S'il en est ainsi, pourquoi distinguer le pouvoir politique des autres pouvoirs? Pourquoi laisser entendre, comme tout à l'heure, que le problème de la corruption politique n'est peut-être pas imputable à la seule activité politique? Parce que le pouvoir politique, pour un temps encore tout au moins, éveille autour de lui de vives convoitises et la crainte non moins vive de l'inconnu. Le monde des affaires déteste l'incertitude. Il veut savoir, de façon cadenassée, si la législation environnementale sera appliquée ou si elle sera contournable et si la promesse électorale se traduira ou non en réglementation. Il attendra, pour relancer le NASDAQ, que soit connue l'identité du prochain occupant de la Maison blanche.

Le monde des médias trouve aussi avantage à transformer selon ses perspectives à lui la chorégraphie politique. Puisque la presse prêche la liberté, mais pratique la concentration, on peut prévoir que la même presse ne s'intéressera qu'aux grands dénominateurs communs : les chefs de partis, les grands centres, les thèmes réductibles à des manchettes. On parlera d'exode des cerveaux, d'encombrement des urgences, d'étranglement des banlieues, et l'on oubliera aussi bien le reste de la planète que la vie qui bat au ras du sol.

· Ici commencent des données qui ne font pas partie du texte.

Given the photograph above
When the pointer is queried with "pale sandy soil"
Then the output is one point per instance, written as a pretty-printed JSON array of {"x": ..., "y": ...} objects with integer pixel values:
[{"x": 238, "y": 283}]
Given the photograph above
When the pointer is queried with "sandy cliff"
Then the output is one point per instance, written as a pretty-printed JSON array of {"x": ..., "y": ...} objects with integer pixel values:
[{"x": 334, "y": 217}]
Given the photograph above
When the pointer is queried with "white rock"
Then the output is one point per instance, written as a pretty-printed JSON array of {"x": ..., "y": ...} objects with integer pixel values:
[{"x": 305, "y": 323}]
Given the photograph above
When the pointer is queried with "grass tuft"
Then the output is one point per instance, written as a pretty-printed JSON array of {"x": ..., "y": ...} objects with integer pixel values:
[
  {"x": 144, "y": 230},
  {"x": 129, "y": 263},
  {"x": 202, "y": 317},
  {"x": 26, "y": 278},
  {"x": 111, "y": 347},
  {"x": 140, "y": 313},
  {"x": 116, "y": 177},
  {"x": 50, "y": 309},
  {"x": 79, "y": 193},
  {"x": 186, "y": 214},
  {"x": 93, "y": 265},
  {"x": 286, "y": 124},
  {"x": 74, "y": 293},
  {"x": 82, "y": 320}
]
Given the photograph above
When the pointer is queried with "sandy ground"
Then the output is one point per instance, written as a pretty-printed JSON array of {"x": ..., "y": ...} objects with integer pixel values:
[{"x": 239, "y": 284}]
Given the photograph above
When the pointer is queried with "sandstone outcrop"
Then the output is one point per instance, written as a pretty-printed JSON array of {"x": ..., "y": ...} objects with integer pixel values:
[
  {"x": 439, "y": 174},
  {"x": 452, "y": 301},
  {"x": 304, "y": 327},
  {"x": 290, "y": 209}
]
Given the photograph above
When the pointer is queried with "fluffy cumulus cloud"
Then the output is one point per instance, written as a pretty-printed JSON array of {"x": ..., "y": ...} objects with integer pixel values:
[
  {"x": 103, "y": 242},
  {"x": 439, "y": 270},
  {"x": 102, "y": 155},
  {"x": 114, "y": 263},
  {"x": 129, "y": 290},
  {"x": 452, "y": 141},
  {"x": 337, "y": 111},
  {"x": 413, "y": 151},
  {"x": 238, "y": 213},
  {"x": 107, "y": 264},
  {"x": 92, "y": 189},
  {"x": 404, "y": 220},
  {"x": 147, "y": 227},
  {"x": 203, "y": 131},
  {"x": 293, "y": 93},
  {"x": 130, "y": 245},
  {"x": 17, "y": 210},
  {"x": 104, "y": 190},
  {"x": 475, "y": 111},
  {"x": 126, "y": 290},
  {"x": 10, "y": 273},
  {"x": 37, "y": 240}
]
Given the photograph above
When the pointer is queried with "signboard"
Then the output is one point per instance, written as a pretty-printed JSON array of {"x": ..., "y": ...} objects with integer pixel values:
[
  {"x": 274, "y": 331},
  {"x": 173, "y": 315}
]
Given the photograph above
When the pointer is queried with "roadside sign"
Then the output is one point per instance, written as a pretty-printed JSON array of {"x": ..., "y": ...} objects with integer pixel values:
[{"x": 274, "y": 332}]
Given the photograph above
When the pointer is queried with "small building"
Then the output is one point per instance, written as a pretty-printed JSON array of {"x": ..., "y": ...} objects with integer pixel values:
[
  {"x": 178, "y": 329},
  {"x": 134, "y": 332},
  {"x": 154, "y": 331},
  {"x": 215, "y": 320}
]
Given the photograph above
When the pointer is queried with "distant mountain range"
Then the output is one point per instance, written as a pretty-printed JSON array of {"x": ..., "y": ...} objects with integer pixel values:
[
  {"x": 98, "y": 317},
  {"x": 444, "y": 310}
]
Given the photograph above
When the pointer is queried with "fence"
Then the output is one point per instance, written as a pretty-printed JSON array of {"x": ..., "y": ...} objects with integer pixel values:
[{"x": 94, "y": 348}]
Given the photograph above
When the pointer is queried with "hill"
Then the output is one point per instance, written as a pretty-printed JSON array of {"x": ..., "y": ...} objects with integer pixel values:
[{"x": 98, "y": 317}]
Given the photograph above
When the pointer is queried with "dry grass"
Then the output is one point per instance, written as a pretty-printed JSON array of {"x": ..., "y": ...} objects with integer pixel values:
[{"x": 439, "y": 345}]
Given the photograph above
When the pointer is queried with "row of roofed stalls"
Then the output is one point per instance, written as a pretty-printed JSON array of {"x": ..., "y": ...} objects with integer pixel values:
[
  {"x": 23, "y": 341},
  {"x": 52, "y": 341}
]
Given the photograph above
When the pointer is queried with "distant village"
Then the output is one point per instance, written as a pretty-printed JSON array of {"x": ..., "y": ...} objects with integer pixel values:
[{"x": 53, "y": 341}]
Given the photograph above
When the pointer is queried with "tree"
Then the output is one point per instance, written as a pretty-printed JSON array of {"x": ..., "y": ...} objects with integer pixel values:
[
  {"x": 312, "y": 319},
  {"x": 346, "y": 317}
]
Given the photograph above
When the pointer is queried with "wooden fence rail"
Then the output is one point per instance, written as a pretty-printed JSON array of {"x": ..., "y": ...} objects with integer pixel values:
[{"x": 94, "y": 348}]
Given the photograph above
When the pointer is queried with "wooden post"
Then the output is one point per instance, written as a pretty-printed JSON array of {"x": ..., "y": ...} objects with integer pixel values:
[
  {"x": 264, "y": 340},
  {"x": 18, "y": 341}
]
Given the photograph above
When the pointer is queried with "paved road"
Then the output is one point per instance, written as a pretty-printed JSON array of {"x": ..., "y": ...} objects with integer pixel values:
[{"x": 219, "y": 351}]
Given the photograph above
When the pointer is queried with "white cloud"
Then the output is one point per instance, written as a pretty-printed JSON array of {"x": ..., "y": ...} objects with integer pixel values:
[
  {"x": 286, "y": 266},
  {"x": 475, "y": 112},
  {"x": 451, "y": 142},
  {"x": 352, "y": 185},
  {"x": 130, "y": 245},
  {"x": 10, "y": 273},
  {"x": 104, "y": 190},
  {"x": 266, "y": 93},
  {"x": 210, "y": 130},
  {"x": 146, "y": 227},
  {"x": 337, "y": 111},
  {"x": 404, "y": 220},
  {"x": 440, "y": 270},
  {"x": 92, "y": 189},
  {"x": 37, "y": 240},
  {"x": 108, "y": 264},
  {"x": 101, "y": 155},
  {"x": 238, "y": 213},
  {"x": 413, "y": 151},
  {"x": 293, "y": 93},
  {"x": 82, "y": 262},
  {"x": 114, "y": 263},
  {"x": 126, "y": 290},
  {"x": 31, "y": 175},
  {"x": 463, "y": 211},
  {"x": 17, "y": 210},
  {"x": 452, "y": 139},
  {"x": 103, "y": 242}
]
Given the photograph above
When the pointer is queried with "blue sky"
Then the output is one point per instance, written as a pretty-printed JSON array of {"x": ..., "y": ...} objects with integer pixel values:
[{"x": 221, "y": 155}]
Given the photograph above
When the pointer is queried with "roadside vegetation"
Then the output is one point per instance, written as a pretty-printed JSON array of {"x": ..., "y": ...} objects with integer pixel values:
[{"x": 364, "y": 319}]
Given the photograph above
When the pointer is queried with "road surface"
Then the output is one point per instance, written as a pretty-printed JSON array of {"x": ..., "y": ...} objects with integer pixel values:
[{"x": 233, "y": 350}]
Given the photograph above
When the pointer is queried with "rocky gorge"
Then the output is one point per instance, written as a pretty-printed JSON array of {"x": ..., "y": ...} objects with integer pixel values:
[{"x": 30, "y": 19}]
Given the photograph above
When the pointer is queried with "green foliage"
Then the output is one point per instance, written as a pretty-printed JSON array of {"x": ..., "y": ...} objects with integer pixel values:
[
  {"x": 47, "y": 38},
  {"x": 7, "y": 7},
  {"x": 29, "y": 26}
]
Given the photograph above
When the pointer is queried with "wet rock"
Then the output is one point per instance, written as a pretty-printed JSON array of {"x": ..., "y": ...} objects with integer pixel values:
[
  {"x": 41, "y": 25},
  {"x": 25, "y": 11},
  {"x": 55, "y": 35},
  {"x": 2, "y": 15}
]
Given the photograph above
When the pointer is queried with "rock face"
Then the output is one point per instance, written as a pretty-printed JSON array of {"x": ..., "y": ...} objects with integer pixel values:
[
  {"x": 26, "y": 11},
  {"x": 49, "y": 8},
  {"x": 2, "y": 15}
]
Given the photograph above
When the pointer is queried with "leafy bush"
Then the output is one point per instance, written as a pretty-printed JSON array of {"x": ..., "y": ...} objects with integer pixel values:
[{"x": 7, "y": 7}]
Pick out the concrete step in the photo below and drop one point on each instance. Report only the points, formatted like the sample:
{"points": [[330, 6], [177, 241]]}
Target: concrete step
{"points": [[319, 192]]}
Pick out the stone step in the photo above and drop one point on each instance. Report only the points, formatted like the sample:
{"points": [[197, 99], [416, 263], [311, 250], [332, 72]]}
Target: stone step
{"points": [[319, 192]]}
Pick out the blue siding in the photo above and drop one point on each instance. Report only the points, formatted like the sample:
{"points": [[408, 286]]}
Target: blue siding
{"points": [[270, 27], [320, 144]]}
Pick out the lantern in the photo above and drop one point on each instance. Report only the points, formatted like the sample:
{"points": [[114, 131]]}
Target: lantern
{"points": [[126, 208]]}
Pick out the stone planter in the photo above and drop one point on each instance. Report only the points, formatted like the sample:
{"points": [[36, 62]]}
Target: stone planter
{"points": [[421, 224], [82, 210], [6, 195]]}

Tout cela explique, ici comme ailleurs, la montée en puissance des partis politiques et de leurs bureaucraties. Les appareils politiques survivent aux chefs que, d'ailleurs, ils ont souvent choisis. Ces appareils simplifient et clarifient les choses selon les voeux de ceux, entreprises et médias, qui aiment les choses simples. Qu'elle soit démocrate ou républicaine, péquiste ou libérale, socialiste ou RPR, la machine politique n'existerait pas si elle ne répondait pas aux besoins des conglomérats industriels et financiers et des empires de presse. Le problème, c'est que les machines politiques ne remplissent leur rôle de grandes simplificatrices que moyennant des espèces trébuchantes et sonnantes. Au Québec, la célèbre caisse électorale de l'Union nationale recevait son pourcentage sur d'innombrables achats gouvernementaux. Dans la France actuelle ou toute récente, la mairie de Paris, selon toutes les apparences, avait mis en place un système analogue : les contrats allaient à ceux qui s'étaient prémunis contre le vilain arbitraire politique en alimentant une caisse partisane. Et si, dans une Allemagne bien contemporaine, un homme politique avait besoin de fonds discrètement versés dans sa caisse électorale, il pouvait, semble-t-il, mettre à contribution la présidence française, quitte, un autre jour, à renvoyer l'ascenseur. Autre temps, même hommerie et mêmes moeurs.

Ce qui étonne, ce n'est donc pas que des vertus politiques craquent sous les pressions conjuguées de l'ambition personnelle, du simplisme médiatique, du besoin de sécurité des gestionnaires de tout poil et des jeux de coulisse des appareils politiques partisans. C'est qu'on fasse porter aux seuls politiciens l'odieux de pratiques qui profitent autant et plus à bien d'autres.